Sustainability continues to hit the headlines, as the pressures of social and regulatory compliance mount. With 4% of global carbon emissions attributed to ICT services (set to grow to 14% by 2040), there is little doubt that the data centre industry must act.
At Keysource, we are seeing a growing number of customers committing to sustainability/net zero targets and asking us to help them understand the journey to achieving their IT and data centre related goals.
Know what you’ve got
Our starting point is simple – organisations need to get visibility of the utilisation of their compute in order to then optimise it. This means that deployment of DCIM (Data Centre Infrastructure Management) is the critical first step as it enables organisations to see the compute, storage and networking they operate, where it is and crucially what the hardware is.
Recent enhancements in software technology now allow us to interrogate IT (through management interfaces and industry standard monitoring protocols such is IPMI) to understand the actual utilisation of IT, and this can present a number of opportunities for optimisation which can lead to a more sustainable solution. This could, for example, show that current servers are under utilised and that these could be consolidated, or that a technology refresh is need to replacing equipment with new, more efficient hardware.
One recent project identified several dormant or ghost servers that are still drawing significant power. We see this as a quick win and our experience in this area shows that most organisations could cut the number of servers considerably or carry out much more compute with the existing investment. Our findings show that on average, compute is only about 16% utilised and we are regularly able to make this as high as 60% once we have the data.
It is also worth noting that every server contains 23 of the world’s 30 most critical raw materials, including tantalum, cobalt, gold, neodymium, antimony, which are in severe short supply, and have an incredible social impact when removed.
There is something else here too. If we can start to get visibility of utilisation, we can start to drive accountability for it. With optimisation statistics on individual servers, we can start to make platform managers and business segments accountable for their compute. Couple this with information on the power draw and we can start to monetise the cost of the inefficiencies.
So, once you have created visibility to enable optimised IT, the next stage is to leverage this information to keep driving efficiency. Currently, it is recognised as good practice to ensure that our data centres are scalable and have good levels of resilience so they are often designed for ‘day 2 load’ – meaning we can accommodate the ever expanding IT should we need to.

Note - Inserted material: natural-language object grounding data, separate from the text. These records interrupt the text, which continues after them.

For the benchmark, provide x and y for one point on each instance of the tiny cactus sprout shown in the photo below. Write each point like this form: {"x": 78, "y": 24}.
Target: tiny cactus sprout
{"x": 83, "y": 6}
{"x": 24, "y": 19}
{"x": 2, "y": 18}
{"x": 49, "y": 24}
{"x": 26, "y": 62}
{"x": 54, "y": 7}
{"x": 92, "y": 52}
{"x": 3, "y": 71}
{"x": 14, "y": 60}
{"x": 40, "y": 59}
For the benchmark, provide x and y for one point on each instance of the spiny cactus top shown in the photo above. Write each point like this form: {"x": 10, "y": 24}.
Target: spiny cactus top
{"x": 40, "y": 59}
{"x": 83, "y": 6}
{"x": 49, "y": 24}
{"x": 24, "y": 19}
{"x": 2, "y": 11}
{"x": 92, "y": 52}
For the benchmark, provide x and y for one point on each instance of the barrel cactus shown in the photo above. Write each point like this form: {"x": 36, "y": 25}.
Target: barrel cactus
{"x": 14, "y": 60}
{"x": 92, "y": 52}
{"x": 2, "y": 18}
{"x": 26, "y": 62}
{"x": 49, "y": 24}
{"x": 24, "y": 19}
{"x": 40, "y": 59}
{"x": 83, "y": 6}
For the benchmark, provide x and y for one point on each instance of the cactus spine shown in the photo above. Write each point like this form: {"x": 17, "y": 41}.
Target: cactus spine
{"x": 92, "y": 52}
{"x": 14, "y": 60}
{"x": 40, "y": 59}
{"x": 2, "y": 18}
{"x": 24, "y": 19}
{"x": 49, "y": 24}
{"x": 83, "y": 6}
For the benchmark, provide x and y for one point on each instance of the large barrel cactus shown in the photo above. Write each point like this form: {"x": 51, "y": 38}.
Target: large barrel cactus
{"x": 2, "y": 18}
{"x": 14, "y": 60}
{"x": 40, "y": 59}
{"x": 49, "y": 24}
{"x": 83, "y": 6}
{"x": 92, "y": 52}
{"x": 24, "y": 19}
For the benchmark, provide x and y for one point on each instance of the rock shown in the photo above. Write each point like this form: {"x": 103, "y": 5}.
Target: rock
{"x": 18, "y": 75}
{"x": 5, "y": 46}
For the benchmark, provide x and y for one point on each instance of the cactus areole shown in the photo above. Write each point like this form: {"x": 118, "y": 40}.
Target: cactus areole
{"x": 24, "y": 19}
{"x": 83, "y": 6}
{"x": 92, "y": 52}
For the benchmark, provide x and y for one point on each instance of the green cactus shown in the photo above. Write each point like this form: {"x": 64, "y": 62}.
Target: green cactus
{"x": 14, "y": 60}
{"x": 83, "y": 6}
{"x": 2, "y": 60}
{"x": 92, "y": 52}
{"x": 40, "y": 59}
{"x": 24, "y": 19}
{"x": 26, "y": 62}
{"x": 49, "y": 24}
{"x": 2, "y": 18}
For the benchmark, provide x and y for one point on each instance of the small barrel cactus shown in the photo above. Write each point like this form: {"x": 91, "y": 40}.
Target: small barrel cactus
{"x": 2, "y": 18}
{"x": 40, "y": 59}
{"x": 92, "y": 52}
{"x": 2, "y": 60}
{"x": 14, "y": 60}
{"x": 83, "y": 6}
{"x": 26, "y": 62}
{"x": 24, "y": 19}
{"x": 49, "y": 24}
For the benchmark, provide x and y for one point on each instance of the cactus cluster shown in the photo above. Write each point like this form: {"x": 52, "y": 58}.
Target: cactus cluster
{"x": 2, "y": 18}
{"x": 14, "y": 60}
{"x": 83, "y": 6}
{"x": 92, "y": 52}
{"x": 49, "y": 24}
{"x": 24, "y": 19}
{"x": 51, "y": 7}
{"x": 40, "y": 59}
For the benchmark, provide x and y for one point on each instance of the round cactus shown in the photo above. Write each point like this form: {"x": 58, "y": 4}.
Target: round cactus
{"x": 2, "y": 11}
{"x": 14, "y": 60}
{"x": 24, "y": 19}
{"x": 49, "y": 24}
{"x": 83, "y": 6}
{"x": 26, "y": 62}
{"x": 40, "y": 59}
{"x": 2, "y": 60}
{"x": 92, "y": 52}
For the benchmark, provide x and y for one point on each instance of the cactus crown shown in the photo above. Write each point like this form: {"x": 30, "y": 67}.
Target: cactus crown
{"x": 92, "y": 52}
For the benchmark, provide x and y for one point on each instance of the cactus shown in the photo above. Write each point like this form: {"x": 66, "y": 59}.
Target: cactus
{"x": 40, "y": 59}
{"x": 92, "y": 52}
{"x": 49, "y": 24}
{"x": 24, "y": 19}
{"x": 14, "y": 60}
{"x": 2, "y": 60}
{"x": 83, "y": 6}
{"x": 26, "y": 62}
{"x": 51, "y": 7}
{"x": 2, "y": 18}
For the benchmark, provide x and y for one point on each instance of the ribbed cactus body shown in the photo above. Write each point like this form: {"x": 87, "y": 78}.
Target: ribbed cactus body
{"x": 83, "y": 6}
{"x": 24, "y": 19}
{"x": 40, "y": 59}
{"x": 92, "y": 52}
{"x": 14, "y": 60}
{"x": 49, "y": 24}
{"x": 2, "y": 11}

This however, poses as many challenges as it solves. ‘Day 1 loads’ are invariably much lower than the capacity of the infrastructure, often resulting in a ‘low load’ operation. Low load often means that we run with a greater level of resilience than we need (N+3 instead of design N+1), so we have more M&E powered than we really need. Another function of low load is that M&E systems are often not as efficient as designed and for example might be overcooling with low return air temperatures and reduced free cooling.
So how is this now relevant? Well, the technologies used to understand IT utilisation (including intelligent BMS) can also provide us with power draw information, giving us a clear picture of our IT load. Don’t we now know our IT load vs available M&E capacity? If we leverage intelligent BMS or control technologies, then we can write dynamic programs to match our operating M&E to the requirements of the IT load. In short, we can shutdown M&E we don’t need to be running! This will reduce cost and is likely to increase the efficiency of the remaining M&E, while the dynamic controls continue to monitor for IT load changes and automate bringing M&E systems in and out of service.
Bridging the gap
This approach could be particularly interesting to customers who have IT residing in colocation facilities. Understandably colocation providers are risk adverse, SLA focused and happy to provide for ‘day 2 loads’, since the end-user is ultimately paying for the power, there is little appetite to introduce risk associated to ‘turning stuff off’.

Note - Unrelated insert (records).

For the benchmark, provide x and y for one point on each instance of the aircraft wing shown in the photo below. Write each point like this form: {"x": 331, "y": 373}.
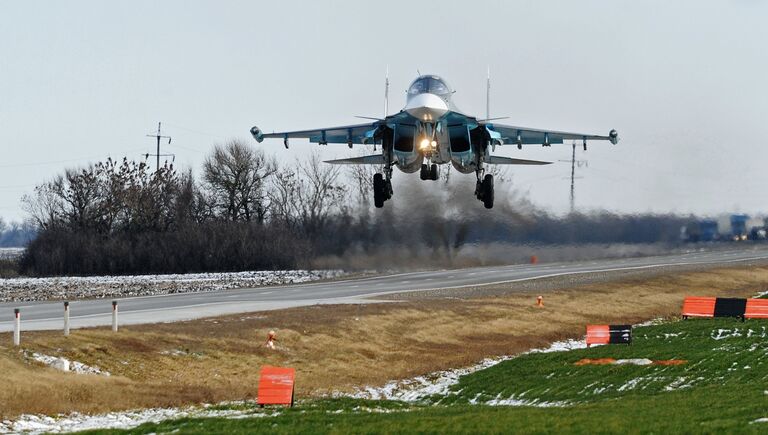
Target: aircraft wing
{"x": 347, "y": 134}
{"x": 507, "y": 134}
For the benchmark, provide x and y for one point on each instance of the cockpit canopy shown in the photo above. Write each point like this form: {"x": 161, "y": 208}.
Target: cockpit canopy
{"x": 432, "y": 84}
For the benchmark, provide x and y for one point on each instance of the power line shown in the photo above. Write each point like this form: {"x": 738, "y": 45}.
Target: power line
{"x": 159, "y": 136}
{"x": 55, "y": 162}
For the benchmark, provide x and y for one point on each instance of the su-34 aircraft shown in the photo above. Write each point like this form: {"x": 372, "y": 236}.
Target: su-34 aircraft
{"x": 430, "y": 131}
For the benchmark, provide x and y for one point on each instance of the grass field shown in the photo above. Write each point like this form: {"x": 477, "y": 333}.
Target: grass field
{"x": 333, "y": 348}
{"x": 721, "y": 388}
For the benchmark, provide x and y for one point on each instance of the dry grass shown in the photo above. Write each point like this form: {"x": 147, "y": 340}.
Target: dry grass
{"x": 332, "y": 347}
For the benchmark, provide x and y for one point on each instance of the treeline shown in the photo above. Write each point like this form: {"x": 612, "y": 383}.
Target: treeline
{"x": 16, "y": 234}
{"x": 246, "y": 212}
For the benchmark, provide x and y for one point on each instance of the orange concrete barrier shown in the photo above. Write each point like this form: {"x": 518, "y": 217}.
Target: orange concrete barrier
{"x": 276, "y": 386}
{"x": 598, "y": 334}
{"x": 698, "y": 307}
{"x": 271, "y": 339}
{"x": 756, "y": 309}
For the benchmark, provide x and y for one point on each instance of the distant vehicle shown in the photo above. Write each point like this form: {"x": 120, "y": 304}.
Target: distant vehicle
{"x": 705, "y": 230}
{"x": 431, "y": 131}
{"x": 739, "y": 227}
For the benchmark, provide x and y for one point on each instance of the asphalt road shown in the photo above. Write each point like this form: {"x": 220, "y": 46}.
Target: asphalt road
{"x": 185, "y": 306}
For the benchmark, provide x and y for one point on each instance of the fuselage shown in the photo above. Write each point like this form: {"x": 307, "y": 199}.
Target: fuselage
{"x": 427, "y": 135}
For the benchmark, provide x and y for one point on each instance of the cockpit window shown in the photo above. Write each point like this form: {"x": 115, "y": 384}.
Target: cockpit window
{"x": 431, "y": 84}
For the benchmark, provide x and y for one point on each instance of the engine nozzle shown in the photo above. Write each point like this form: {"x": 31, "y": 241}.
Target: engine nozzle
{"x": 613, "y": 136}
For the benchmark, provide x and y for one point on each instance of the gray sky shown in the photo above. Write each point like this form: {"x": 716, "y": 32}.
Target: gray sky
{"x": 683, "y": 82}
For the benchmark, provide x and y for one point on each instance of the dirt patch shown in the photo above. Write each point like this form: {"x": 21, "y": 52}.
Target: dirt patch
{"x": 332, "y": 347}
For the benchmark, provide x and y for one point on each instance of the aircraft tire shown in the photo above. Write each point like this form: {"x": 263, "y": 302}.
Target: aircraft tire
{"x": 487, "y": 189}
{"x": 379, "y": 187}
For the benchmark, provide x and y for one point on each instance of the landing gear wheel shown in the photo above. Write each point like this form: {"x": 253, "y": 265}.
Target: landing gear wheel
{"x": 424, "y": 174}
{"x": 487, "y": 191}
{"x": 379, "y": 187}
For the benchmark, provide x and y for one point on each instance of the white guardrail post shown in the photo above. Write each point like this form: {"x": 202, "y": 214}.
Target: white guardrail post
{"x": 114, "y": 316}
{"x": 17, "y": 328}
{"x": 66, "y": 318}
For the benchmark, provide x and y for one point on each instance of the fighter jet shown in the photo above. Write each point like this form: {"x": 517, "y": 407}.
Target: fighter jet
{"x": 430, "y": 131}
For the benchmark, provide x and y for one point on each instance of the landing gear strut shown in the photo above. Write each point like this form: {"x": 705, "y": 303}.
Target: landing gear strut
{"x": 382, "y": 189}
{"x": 484, "y": 189}
{"x": 429, "y": 172}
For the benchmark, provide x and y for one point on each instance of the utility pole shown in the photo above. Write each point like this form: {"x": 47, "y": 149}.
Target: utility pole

Creating predictive algorithms to identify when systems are likely to fail
We can also use these technologies to react quickly to failures in M&E, including predictive algorithms (such as system run hours vs MTBF) to identify when systems are likely to fail and also to pre-empt operations, such as pre-running chillers when the ambient temperatures begin to rise in spring.
These predictive technologies can in turn also contribute to sustainability goals. We can leverage technology to understand M&E equipment run hours and adapt our planned maintenance programs to service equipment when it is needed, not simply based on a calendar year. Consider your Scope 3 emissions (which include your supply chain) and the savings that could be made against unnecessary travel and the replacement of consumables you don’t yet need. The opportunities are huge.
It is estimated that the data centre industry is going to consume 1/5 of the global energy by 2025, so energy efficiency and sustainability will continue to be one of the most (if not the most) important topics in our industry.
DCIM can play a vital role in helping us to make informed choices by collecting and leveraging data and enabling the technology to drive value and reduce power usage and carbon. However, the software won’t do this alone as it needs to be part of a broader consistent approach. We need to address these challenges through better design, engineering, operation and wider mutual collaboration across the whole lifecycle.
We are rightly in the sights for wider reporting and regulatory compliance and for an industry that is already significantly, if indirectly regulated, this is a challenge. The stakes are high and we need to act now.